Nel frattempo ad investigare sulla rapina al portavalori e sugli annessi omicidi viene chiamato il veterano della sezione rapine ed omicidi Vincent Hanna (Al Pacino), un tormentato detective dalla vita privata disastrata e con l’intuito e l’esperienza necessari a capire che dietro al colpo si cela un professionista e non la solita banda di rapinatori fuori di testa.

Hanna è un vero segugio e puntata la preda ben presto scopre il prossimo obiettivo di McCauley, purtroppo il suo appostamento per cogliere la banda con le mani nel sacco va in malora perchè anche McCauley è dotato di un istinto sopraffino e intuisce, al momento di penetrare in un deposito di metalli preziosi, che qualcosa non va e abbandona repentinamente la scena lasciando Hanna con un pugno di mosche in mano.

Così mentre Hanna lavora per scoprire il prossimo obiettivo della banda, McCauley pianifica una rapina ad una delle più grandi banche di Los Angeles dove il duello a distanza tra poliziotti e criminali avrà il suo spettacolare quanto necessario epilogo.

Il regista Michael Mann, creatore della serie cult anni ’80 Miami Vice e responsabile del debutto su grande schermo del dr. Hannibal Lecter, a tre anni dall’avventuroso L’ultimo dei Mohicani torna al crime riuscendo a riunire in un film due mostri sacri del calibro di Al Pacino e Robert De Niro, che dai tempi de Il Padrino parte II non apparivano insieme in una pellicola.

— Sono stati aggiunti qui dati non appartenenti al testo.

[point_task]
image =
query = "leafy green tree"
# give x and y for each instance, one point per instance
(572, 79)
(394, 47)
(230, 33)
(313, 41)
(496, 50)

Il risultato è un solido e a tratti epico thriller-poliziesco vecchia maniera, il duello a distanza tra i due protagonisti, caratterizzati con raro spessore, ostenta senza remore un cinema di genere crepuscolare fatto di attori e clichè ben rodati, un binomio che su grande schermo sembrava ormai andato perduto tra action fracassoni e thriller pretenziosi e che invece Mann ritrova e rilegge con grande arguzia e capacità visiva, come peraltro ha fatto di recente e con ottimi risultati Ben Affleck con il suo The Town.

Heat-La sfida regala due divi di sempre al prezzo di uno, un cast di caratteristi d’alto profilo, una solida messinscena, un comparto tecnico da Oscar, una sceneggiatura senza sbavature di sorta e alcune sequenze action davvero memorabili, insomma uno di quei film che anche ad anni di distanza è sempre un gran piacere ritrovare.

Note di produzione: la splendida fotografia è curata dall’ italiano Dante Spinotti,  già collaboratore di Mann dai tempi di Manhunter-Frammenti di un omicidio (1986) e che dopo Heat-la sfida tornerà a lavorare con il regista anche nel remake Red Dragon e nel gangster-movie Nemico Pubblico. Il film a fronte di un budget investito di circa 60 milioni di dollari ne incasserà worldwide oltre 187.